VK_KHR_device_address_commands.proposal

This extension enables applications to use device addresses in place of buffer objects for core functionality.

Problem Statement

With the introduction of VK_KHR_buffer_device_address and its subsequent inclusion in Vulkan 1.2, applications have been able to obtain device addresses for buffers for use both in shaders and more recent extensions.

However, existing functionality still uses buffer objects, requiring that applications pass both buffer handles and device addresses around in order to have all bases covered.

This inconsistency should be addressed, so that applications only need to pass one handle around.

Solution space

There only two real options for addressing this in the API - revise newer functionality to have versions which accept buffer objects, or revise older functionality to accept device addresses. Revising newer functionality to support buffer handles would likely be a backwards step as device addresses become more widely used, so this extension adds new versions of older functions that accept addresses.

Proposal

Many existing core and extension APIs use buffers rather than device addresses. The following functions are added by this extension to replace existing functions with equivalents that accept device address ranges, rather than buffer objects and offsets.

This extension requires VK_KHR_buffer_device_address, VK_KHR_synchronization2, and VK_KHR_copy_commands2; all of which are satisfied by a Vulkan 1.3 implementation.

Address Ranges

VkDeviceAddressRangeKHR describes the base address and size of the allocation to be used, which previously would have been described by a VkBuffer and an offset in many commands.

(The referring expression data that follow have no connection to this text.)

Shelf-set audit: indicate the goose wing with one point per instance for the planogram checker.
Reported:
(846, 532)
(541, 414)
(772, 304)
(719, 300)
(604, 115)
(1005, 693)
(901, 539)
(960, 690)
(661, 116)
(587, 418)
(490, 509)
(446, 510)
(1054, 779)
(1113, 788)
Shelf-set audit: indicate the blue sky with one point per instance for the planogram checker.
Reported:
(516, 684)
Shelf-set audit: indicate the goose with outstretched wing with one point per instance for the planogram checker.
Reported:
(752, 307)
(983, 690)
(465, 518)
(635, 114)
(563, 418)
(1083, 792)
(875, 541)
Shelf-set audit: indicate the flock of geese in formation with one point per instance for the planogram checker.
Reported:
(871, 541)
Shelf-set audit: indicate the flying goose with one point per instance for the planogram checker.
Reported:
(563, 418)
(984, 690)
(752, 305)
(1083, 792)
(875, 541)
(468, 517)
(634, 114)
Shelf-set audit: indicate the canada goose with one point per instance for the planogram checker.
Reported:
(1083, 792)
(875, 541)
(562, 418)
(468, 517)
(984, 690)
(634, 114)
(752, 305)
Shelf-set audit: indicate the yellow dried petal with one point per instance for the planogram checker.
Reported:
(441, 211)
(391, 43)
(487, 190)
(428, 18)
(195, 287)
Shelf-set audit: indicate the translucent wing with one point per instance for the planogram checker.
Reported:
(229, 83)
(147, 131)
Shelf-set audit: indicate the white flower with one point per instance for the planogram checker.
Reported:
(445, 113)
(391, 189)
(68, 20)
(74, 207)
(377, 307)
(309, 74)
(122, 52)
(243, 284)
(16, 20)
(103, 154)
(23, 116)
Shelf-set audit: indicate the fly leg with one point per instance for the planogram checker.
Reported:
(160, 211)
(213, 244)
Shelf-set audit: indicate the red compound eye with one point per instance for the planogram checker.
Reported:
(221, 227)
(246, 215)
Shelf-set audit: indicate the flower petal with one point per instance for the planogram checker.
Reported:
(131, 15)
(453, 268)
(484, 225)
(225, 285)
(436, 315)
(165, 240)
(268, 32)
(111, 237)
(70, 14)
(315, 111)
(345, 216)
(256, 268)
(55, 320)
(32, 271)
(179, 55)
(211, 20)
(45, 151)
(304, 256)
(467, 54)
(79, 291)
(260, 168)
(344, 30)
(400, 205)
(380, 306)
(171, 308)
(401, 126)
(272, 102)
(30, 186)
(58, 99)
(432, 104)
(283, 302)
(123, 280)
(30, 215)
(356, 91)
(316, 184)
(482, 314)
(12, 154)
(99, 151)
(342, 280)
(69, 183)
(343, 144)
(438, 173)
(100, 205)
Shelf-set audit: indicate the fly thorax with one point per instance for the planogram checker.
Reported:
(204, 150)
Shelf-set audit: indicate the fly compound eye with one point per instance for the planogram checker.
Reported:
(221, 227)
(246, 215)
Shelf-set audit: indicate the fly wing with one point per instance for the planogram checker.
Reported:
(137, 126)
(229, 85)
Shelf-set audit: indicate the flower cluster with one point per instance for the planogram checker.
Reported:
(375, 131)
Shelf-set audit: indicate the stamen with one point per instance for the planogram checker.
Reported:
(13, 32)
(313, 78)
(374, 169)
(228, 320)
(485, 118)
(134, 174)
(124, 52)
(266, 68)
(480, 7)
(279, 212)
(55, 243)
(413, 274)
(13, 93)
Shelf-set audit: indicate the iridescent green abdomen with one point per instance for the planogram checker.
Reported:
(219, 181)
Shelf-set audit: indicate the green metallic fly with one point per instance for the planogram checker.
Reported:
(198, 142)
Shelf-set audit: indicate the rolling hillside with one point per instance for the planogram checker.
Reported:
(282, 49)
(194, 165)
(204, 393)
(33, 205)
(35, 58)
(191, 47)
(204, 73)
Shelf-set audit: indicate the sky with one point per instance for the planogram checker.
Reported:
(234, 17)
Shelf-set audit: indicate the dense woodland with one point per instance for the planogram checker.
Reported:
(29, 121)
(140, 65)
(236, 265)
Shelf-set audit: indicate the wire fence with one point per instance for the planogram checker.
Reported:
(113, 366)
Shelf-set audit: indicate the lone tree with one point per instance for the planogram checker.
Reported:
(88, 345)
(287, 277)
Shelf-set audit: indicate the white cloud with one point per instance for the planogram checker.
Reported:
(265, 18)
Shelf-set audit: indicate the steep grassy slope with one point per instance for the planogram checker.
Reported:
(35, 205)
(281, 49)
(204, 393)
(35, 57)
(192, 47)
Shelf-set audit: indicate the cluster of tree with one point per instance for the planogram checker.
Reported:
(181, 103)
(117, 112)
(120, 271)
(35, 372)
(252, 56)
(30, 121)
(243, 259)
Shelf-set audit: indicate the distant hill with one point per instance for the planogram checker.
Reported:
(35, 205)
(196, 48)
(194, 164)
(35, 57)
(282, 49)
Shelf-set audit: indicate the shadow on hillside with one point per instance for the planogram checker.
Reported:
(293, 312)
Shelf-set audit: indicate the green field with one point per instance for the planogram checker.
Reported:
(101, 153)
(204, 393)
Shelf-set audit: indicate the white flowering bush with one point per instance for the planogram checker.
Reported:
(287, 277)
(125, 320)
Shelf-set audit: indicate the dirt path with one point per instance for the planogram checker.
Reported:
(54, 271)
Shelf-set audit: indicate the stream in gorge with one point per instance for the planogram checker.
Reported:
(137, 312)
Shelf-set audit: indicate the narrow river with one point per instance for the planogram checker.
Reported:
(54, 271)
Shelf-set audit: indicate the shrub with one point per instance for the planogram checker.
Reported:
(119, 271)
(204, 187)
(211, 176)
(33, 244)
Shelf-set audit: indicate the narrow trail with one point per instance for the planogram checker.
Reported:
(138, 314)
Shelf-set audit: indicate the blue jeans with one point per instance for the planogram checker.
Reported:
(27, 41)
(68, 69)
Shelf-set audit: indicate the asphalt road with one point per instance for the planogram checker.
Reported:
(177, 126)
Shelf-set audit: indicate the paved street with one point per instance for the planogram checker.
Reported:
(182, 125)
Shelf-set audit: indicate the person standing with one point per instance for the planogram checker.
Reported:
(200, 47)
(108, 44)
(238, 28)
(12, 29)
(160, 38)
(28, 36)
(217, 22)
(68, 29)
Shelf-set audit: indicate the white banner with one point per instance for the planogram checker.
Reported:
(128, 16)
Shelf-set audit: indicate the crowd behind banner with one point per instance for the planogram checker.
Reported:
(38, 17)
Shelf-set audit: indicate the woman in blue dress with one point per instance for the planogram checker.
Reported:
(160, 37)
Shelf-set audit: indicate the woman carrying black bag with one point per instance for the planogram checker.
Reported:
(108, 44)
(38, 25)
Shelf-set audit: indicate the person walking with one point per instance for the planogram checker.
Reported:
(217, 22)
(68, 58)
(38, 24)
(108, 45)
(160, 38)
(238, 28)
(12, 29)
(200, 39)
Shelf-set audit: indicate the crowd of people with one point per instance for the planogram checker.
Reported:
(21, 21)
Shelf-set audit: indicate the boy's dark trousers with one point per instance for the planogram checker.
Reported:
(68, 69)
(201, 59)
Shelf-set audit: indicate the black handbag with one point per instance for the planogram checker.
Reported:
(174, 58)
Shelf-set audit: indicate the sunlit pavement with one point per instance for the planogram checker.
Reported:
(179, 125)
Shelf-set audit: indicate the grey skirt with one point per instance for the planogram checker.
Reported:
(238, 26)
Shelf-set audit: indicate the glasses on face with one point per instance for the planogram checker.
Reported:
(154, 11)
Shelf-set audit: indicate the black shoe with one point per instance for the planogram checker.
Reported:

typedef struct VkDeviceAddressRangeKHR {
    VkDeviceAddress     address;
    VkDeviceSize        size;
} VkDeviceAddressRangeKHR;

When using a VkDeviceAddressRangeKHR, robust buffer access features work more or less as they always did, noting that out-of-bounds (OOB) accesses are now defined as outside of the specified range. For robustBufferAccess, OOB accesses can still return values from memory beyond the specified range as long as they are bound to the underlying buffer. For robustBufferAccess2, only values in the range or zeroes can be returned (factoring in alignment restrictions).

In many commands a stride is additionally needed, which can be specified with:

typedef struct VkStridedDeviceAddressRangeKHR {
    VkDeviceAddress     address;
    VkDeviceSize        size;
    VkDeviceSize        stride;
} VkStridedDeviceAddressRangeKHR;

Other than the additional specification of the stride, this functions identically to VkDeviceAddressRangeKHR and is validated in the same way.

Address Command Flags

Implementations may be able to optimize accesses when provided with additional information about an address. Device address commands can take an additional set of flags; these are generally provided as hints, with the one exception of protected memory.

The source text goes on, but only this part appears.